After losing Bryan. I think they walked around numb for months, semi-numb for years. Every one of us withdrew into ourselves. Losing him broke the family unit.

Adam’s family is a lot closer to one another but never really made me feel like a member of the family.

Alannah’s family loves me. That’s where I get the lovey dovey squishy family feels fix from. I often go there for holidays. It’s a loud, expressive, butt-into-your-business group. They often fight. They also laugh together a lot. It’s kind of ideal.

My mind drifts to Derek’s dysfunctional family as I curl up on the bed that Derek already made. I push those thoughts away while I catch up on my unread text messages. Just a few from Alannah and one from Coraline, who messaged me last night.

Alannah told us you and Adam split. She said you’re not ready to talk about it. So sorry girl. I’m here if you need me day or night. Hugs.

I decide to scroll my socials and see a selfie of Coraline, Maddie, and Jeffy at brunch today, posted by Jeffy.

They’d normally invite me if they were going out as a group. Maybe Alannah told them not to. Alannah didn’t go either, but she’s probably busy planning how to help me out of this mess.
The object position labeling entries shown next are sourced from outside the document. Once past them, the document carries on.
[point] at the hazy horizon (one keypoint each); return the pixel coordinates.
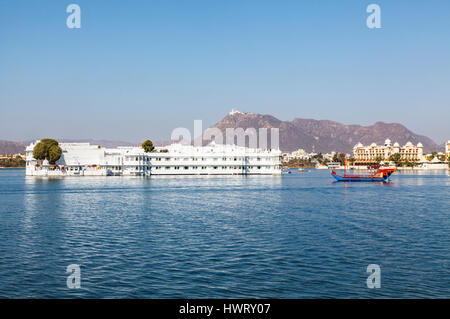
(138, 70)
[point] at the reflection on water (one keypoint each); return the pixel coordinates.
(295, 236)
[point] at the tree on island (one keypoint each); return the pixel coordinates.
(148, 146)
(48, 149)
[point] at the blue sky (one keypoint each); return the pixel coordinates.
(139, 69)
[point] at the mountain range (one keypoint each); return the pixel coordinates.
(324, 135)
(311, 135)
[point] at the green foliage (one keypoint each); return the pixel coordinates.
(47, 149)
(12, 162)
(54, 153)
(148, 146)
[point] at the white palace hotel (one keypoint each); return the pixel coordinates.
(84, 159)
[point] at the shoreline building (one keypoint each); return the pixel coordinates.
(369, 154)
(84, 159)
(447, 150)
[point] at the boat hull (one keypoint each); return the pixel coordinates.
(356, 178)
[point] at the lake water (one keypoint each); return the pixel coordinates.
(295, 236)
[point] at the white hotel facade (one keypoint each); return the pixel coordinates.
(84, 159)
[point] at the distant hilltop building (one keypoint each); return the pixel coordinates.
(84, 159)
(369, 154)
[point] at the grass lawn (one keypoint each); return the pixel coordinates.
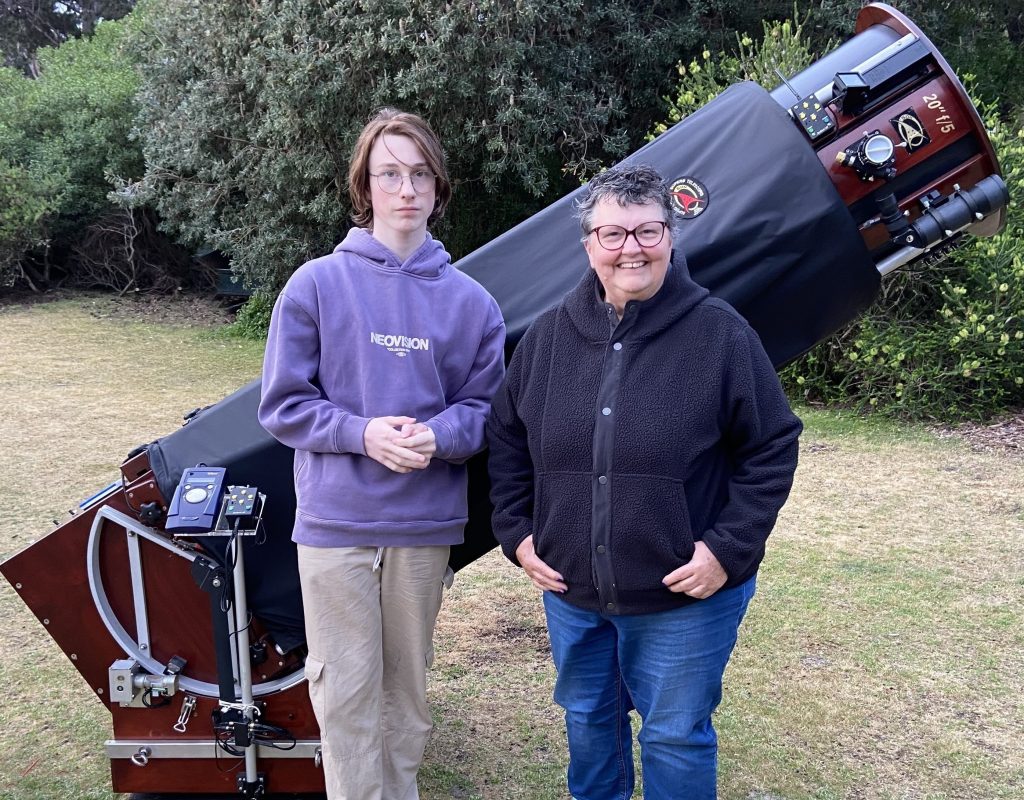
(882, 659)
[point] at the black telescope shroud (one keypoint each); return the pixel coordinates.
(773, 239)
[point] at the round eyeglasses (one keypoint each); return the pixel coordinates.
(646, 235)
(390, 180)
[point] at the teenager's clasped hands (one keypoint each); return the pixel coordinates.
(400, 444)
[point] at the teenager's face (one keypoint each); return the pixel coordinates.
(402, 213)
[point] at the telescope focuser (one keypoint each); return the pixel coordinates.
(872, 156)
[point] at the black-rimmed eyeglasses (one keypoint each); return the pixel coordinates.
(646, 235)
(390, 180)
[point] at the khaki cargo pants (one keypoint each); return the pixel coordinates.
(370, 620)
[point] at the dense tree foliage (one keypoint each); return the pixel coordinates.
(61, 134)
(249, 111)
(28, 25)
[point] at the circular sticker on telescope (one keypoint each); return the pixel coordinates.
(689, 197)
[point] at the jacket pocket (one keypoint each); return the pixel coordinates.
(561, 523)
(650, 530)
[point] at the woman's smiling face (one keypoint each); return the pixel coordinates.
(634, 271)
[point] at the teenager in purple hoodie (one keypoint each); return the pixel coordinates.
(380, 366)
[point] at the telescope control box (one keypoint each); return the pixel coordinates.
(197, 501)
Panic suddenly envelopes me at the notion of what might happen. At the notion of the unknown. At the idea she could get punished by intervening.

I just don’t know what to do about any of it, but Alannah has resources to get information and I’m thinking I’ll get the downlow on what her plan is in the bathroom at City Hall before anything. Then I can hear her out and decide if there’s too much risk.

I open the browser on my phone and type inmate+pedophile+dead. And immediately I see the results.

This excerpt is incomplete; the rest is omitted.